1) Neovascularization of the disk (NVD)
2) Neovascularization of elsewhere (NVE)

67
Q

How can people with proliferative diabetic retinopathy be at risk for retinal detachment?

A

With neovascularization, the new vessels can become more fibrous, and it can shrink in size which pulls on the retina, possibly causing a vitreal detachment.

68
Q

According to Diabetic Retinopathy Study (DRS), What are the 3 scenarios that would require a patient to have a PRP?

A

1) NVD >1/3 to 1/4 of disc area (2-3 clock hours)
2) Any NVD with associated with Vitreal Hemorrhage
3) Any NVE with associated Vitreal Hemorrhage

69
Q

If you see a virtual hemorrhage in a diabetic, you know it is proliferative because?

A

The neovascularization(NVD and NVE) is most likely what caused the vitreal hemorrhage.

70
Q

High risk characteristics (HRC) treated with PRP had a _____ decrease in severe vision loss.

A

50%

71
Q

Why do we wait until 2-3 clock hours of disk is affected before using PRP? How does PRP work?

A

Because PRP is very destructive so you wouldn’t want to use it unless you had to.
-PRP destroys healthy functioning retina to reduce oxygen demands so VEGF will be reduced thus reducing neovascularization.

72
Q

Does PRP improve visual acuity?

A

No.
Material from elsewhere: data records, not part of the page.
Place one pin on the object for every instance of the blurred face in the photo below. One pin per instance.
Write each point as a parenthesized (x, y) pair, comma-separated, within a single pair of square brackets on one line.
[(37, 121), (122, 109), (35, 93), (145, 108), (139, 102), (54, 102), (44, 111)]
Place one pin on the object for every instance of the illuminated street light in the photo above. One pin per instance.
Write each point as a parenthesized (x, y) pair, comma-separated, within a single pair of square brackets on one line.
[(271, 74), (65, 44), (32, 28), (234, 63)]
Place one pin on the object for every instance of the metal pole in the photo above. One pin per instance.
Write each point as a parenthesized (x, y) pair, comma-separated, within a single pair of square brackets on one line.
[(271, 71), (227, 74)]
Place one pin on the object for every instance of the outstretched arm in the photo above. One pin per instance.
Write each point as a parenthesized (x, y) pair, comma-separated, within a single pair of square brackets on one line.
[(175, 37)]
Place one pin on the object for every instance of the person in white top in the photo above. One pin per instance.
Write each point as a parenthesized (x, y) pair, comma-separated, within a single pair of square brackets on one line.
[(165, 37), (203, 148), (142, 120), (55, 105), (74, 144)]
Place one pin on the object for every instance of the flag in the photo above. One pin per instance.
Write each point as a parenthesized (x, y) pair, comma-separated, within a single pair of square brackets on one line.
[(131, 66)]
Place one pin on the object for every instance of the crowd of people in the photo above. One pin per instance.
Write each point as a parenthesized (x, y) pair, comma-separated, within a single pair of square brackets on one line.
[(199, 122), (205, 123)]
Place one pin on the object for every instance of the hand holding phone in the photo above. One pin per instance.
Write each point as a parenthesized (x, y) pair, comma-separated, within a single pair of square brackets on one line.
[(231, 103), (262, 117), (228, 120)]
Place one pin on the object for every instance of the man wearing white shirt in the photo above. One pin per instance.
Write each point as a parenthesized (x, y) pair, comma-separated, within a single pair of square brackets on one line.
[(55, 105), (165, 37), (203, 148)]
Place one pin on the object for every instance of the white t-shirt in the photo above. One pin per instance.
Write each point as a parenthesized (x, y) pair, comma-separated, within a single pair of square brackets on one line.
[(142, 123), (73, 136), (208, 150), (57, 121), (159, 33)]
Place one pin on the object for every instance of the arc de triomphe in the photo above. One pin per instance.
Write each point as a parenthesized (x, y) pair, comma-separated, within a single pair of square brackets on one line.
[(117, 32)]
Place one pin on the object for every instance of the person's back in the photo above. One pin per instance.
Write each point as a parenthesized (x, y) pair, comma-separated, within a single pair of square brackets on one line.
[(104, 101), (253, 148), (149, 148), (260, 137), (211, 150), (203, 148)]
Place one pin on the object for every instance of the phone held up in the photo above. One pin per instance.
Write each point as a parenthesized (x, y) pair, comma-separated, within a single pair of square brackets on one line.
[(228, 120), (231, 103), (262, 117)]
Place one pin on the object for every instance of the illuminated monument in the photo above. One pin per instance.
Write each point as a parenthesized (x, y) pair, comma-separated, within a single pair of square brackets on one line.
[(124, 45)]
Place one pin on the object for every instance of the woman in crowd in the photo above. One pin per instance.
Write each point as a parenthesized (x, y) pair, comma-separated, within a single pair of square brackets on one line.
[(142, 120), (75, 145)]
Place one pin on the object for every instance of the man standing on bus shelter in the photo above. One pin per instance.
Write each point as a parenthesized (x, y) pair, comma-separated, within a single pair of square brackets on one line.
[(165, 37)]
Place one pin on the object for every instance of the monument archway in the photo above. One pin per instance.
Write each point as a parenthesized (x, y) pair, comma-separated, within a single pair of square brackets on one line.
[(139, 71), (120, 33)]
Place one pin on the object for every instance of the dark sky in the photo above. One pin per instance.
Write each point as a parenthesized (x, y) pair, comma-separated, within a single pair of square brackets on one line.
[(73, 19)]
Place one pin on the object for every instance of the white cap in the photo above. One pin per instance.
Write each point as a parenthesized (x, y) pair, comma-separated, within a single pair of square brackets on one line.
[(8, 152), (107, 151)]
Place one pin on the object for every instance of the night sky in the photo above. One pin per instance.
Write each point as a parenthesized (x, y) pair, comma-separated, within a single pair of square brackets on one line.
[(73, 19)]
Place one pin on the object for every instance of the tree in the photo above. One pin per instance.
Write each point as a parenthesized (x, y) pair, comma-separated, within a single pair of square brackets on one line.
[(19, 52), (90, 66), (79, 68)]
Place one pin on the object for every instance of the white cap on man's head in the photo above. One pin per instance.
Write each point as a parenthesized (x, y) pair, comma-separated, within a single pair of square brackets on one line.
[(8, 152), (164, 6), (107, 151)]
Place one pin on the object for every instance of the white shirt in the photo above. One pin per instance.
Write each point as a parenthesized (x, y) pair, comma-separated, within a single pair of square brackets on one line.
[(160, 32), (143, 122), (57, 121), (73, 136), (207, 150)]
It may make it worse. If the damage leads to inflammation, it could cause Cystoid macular edema (CME).

73
Q

Possible complications from PRP (4)

A

1) May make vision worse
2) May cause or worsen macular edema/ CME
3) Will likely lose peripheral vision and night vision
4) Will not always cause NVE or NVD to regress

74
Q

In DRCR.net, Protocol B (laser vs. triamcinolone), what worked better over time? What worked better initially?

A

Laser worked better over time and had fewer side effects. Steroid (triamcinolone) worked better initially most likely due to anti-inflammatory components

75
Q

In DRCR.net, Protocol I (Lucentis for DME with delayed laser vs after laser), what worked best?

A

Lucentis worked best when you did it before laser because you still have normally functioning RPE which let it work more.
Also showed that Triamcinolone in pseudophakic (fake lens) was as good as Lucentis.

76
Q

In DRCR.net, Protocol T (Lucentis vs. Avastin vs. Eylea), what worked best? What else did they find?

A

-Eylea worked better in patients that were 20/50 or worse.
-No difference between Lucentis and Eylea after the year 2 mark, but both still better than Avastin.

77
Q

In the READ clinical trial (Ranibizumab(Lucentis) vs Standard of care (photocoagulation) vs Both), what can we conclude? What was the mean gain in letters after 6 months for Ranibizumab only?

A

0.5 mg of Ranibizumab (Lucentis) by itself had better results than photocoagulation and photocoagulation + Ranibizumab.

Mean gain of 7.2 letters after 6 months using Ranibizumab alone.